The investment is one of Foxconn’s biggest single outlays to date in India and underscores how China’s at risk of losing its status as the world’s largest producer of consumer electronics. Apple and other US brands are leaning on their Chinese-based suppliers to explore alternative locations such as India and Vietnam. It’s a rethink of the global supply chain that’s accelerated during the pandemic and the war in Ukraine and could reshape the way global electronics are made.
The new production site in India is expected to create about 100,000 jobs, the people said. The company’s sprawling iPhone assembly complex in the Chinese city of Zhengzhou employs some 200,000 at the moment, although that number surges during the peak production season.
Output at the Zhengzhou plant plunged ahead of the year-end holidays due to Covid-related disruptions, spurring Apple to re-examine its China-reliant supply chain. Foxconn’s decision is the latest move that suggests suppliers may move capacity out of China far faster than expected.
The plans could still change as Foxconn is in the process of finalizing investment and project details, the people said.
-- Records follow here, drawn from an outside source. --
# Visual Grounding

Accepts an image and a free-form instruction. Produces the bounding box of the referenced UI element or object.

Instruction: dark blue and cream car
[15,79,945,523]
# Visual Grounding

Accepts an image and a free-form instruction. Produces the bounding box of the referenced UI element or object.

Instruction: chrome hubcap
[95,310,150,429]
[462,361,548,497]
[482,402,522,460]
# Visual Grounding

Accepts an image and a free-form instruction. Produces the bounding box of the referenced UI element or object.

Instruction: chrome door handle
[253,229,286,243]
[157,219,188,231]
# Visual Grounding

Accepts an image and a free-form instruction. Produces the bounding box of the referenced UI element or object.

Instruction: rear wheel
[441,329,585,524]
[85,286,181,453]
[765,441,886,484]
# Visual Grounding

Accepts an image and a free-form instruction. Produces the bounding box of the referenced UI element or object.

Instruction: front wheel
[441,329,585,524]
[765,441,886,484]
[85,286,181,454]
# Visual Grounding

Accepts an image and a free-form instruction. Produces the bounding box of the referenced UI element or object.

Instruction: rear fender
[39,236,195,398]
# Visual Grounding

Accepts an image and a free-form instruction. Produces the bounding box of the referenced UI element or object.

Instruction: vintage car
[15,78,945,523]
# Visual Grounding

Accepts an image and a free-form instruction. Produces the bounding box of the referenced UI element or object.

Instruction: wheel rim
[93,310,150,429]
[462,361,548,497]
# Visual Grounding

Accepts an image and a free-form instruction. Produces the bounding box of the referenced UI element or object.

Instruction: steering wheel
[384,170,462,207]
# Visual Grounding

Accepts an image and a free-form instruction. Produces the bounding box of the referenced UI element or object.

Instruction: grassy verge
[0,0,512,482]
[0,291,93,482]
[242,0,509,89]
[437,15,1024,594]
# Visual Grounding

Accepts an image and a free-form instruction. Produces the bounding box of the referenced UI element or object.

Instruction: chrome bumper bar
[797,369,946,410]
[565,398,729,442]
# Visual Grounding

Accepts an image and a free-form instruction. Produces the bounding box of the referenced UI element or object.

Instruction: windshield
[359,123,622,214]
It’s also unclear if the plant represents new capacity or production that Foxconn is shifting from other sites such as its Chinese facilities.
Apple declined to comment. Hon Hai, whose Chairman Young Liu met India’s Prime Minister Narendra Modi this week, did not immediately respond to an email seeking comment. The Karnataka state government also did not immediately respond. Liu, who is on tour in India, has committed to another manufacturing project in the neighboring Telangana state.
Foxconn’s decision would be a coup for Modi’s government, which sees an opportunity to close India’s tech gap with China as Western investors and corporations sour on Beijing’s crackdowns on the private sector.